That some random person on Twitter is really bad at basic math isn’t at all surprising or significant. What’s shocking is that this obviously bad math was publicly embraced by two highly placed professionals, one with a nightly show on MSNBC, the other a member of the NY Times editorial board.
Add to that all of the other professionals involved in putting on this show whose hands this information might have past through, and it does seem to point at something.
The error doesn’t simply reveal an inability to perform elementary school math, but a bizarre disconnect relative to the economic scale and structure of our society. If $500 million dollars would make everyone in America a millionaire, then forget UBI or any social program. We’re all set!
That’s the part that seems to me genuinely troubling, because so much of our political conflict is around who deserves what, and this talk breaks down into an intractable dispute between people who think nothing fundamentally has to change, and people who believe the whole system should be fundamentally rewritten.
One of the deep problems is that we have no clear agreement of how much “money” there is, and why. There is, in fact, a deep analogy between our ideas about energy and our ideas about money. Notice how deeply redistributive economic schemes, with their colossal pricetags, are wrapped up with ideas about alternative energy. Free energy. Free stuff.
From this perspective, the devil is a system of control, in which fossil fuel companies are holding the planet hostage in order to keep control over everybody else. Energy scarcity is their racket.

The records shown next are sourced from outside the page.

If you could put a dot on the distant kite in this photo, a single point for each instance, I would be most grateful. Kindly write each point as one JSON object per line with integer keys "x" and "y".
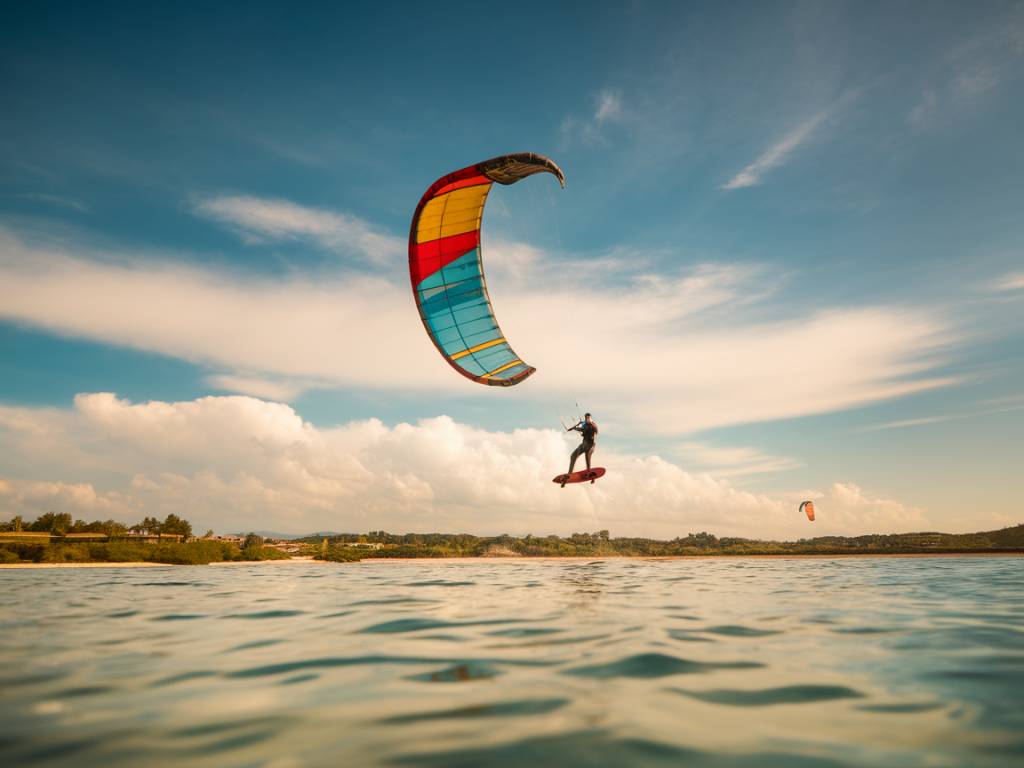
{"x": 808, "y": 507}
{"x": 446, "y": 270}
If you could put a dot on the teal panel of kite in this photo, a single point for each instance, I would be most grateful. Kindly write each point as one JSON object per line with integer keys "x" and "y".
{"x": 446, "y": 268}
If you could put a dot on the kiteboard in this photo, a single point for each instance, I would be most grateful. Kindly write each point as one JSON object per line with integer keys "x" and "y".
{"x": 582, "y": 476}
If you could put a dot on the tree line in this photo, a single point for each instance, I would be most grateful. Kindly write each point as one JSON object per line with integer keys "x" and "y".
{"x": 60, "y": 523}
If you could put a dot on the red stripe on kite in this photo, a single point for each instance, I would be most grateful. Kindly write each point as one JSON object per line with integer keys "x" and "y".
{"x": 427, "y": 258}
{"x": 473, "y": 181}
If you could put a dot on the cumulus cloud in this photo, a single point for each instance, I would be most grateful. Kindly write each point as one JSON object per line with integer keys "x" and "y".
{"x": 775, "y": 155}
{"x": 675, "y": 353}
{"x": 258, "y": 219}
{"x": 237, "y": 463}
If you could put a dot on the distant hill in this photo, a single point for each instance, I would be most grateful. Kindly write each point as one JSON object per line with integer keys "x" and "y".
{"x": 289, "y": 537}
{"x": 601, "y": 544}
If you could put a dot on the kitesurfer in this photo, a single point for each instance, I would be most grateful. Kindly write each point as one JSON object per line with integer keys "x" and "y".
{"x": 588, "y": 428}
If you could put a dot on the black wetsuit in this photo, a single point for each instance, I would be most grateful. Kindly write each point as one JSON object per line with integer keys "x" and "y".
{"x": 589, "y": 432}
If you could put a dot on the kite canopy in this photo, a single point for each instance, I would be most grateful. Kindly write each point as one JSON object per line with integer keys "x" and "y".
{"x": 446, "y": 269}
{"x": 808, "y": 509}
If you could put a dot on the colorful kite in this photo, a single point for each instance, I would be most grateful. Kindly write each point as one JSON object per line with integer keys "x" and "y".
{"x": 808, "y": 509}
{"x": 446, "y": 269}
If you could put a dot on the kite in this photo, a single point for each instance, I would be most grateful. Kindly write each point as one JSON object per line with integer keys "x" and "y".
{"x": 446, "y": 269}
{"x": 808, "y": 507}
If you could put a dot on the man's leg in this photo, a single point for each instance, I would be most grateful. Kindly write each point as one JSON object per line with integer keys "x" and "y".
{"x": 576, "y": 455}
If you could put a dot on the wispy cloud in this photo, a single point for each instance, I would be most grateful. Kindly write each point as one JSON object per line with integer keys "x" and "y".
{"x": 258, "y": 219}
{"x": 590, "y": 130}
{"x": 230, "y": 461}
{"x": 776, "y": 155}
{"x": 736, "y": 461}
{"x": 55, "y": 200}
{"x": 652, "y": 347}
{"x": 1009, "y": 282}
{"x": 971, "y": 71}
{"x": 1007, "y": 404}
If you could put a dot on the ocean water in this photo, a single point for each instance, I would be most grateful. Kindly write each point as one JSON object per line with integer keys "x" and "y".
{"x": 725, "y": 663}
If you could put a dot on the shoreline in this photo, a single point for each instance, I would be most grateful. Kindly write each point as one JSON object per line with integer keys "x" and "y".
{"x": 480, "y": 559}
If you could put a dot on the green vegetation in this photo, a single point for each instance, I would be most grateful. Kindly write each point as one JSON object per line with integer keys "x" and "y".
{"x": 119, "y": 546}
{"x": 59, "y": 523}
{"x": 346, "y": 547}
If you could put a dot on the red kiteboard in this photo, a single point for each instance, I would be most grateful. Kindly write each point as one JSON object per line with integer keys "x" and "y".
{"x": 582, "y": 476}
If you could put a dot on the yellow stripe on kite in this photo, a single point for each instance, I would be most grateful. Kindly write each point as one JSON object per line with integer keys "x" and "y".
{"x": 478, "y": 347}
{"x": 506, "y": 367}
{"x": 453, "y": 213}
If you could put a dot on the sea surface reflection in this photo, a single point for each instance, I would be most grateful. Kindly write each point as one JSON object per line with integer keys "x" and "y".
{"x": 731, "y": 663}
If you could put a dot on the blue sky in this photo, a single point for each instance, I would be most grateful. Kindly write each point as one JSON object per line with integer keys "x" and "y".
{"x": 787, "y": 262}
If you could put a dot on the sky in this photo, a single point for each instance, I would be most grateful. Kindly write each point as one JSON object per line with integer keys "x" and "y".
{"x": 787, "y": 264}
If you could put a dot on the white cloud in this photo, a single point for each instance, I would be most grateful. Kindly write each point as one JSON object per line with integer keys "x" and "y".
{"x": 609, "y": 107}
{"x": 775, "y": 155}
{"x": 259, "y": 387}
{"x": 671, "y": 353}
{"x": 972, "y": 71}
{"x": 257, "y": 219}
{"x": 238, "y": 463}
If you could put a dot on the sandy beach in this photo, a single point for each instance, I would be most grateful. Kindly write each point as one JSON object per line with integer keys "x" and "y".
{"x": 467, "y": 560}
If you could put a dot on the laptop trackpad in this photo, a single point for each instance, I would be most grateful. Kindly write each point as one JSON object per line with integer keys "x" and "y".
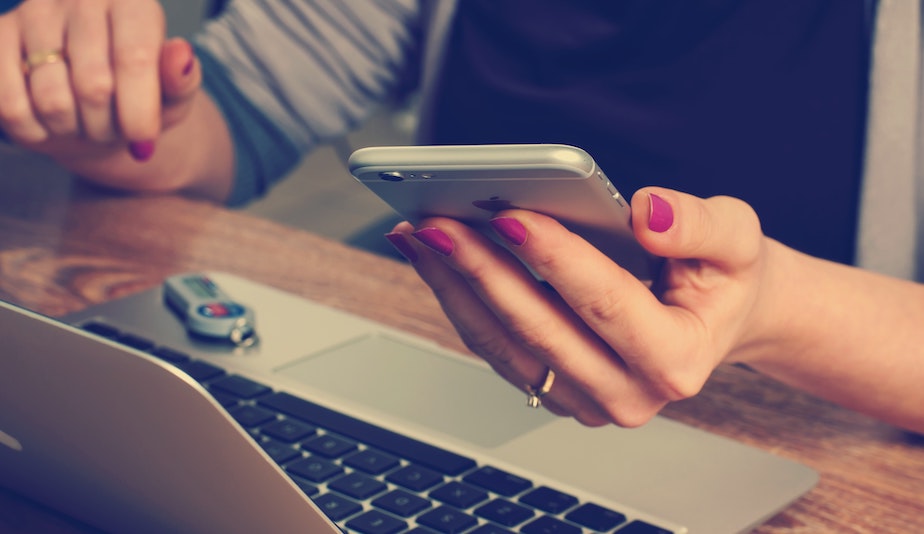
{"x": 460, "y": 398}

“The richest country in the world” only exists so long as it has energy. Without energy, all of these riches start to fall apart. From the Green New Deal perspective, the limits on energy are simply a construct if not invented then at least preserver to maintain control. The Green New Deal perspective essentially takes for granted the existence of a perpetual motion machine, some effectively infinite energy source we could harvest for the good of all, if the billionaires and their petro-dollars weren’t intentionally standing in the way.
It is this underlying belief that seems to me what’s behind this incident of bizarrely terrible math. That is: it is such a commonplace of the worldview of the people involved that billionaires are sources of infinite wealth, if only they wanted to be, that they didn’t even think to actually do the calculation. The calculation was done, instead, ideologically.
It was, in other words, just the sort of thing that *would* be true, according to the premises of the ideology. In any case, math is one of the tricks the devil uses to stymie the power of what’s truly possible. It’s a trick of patriarchy.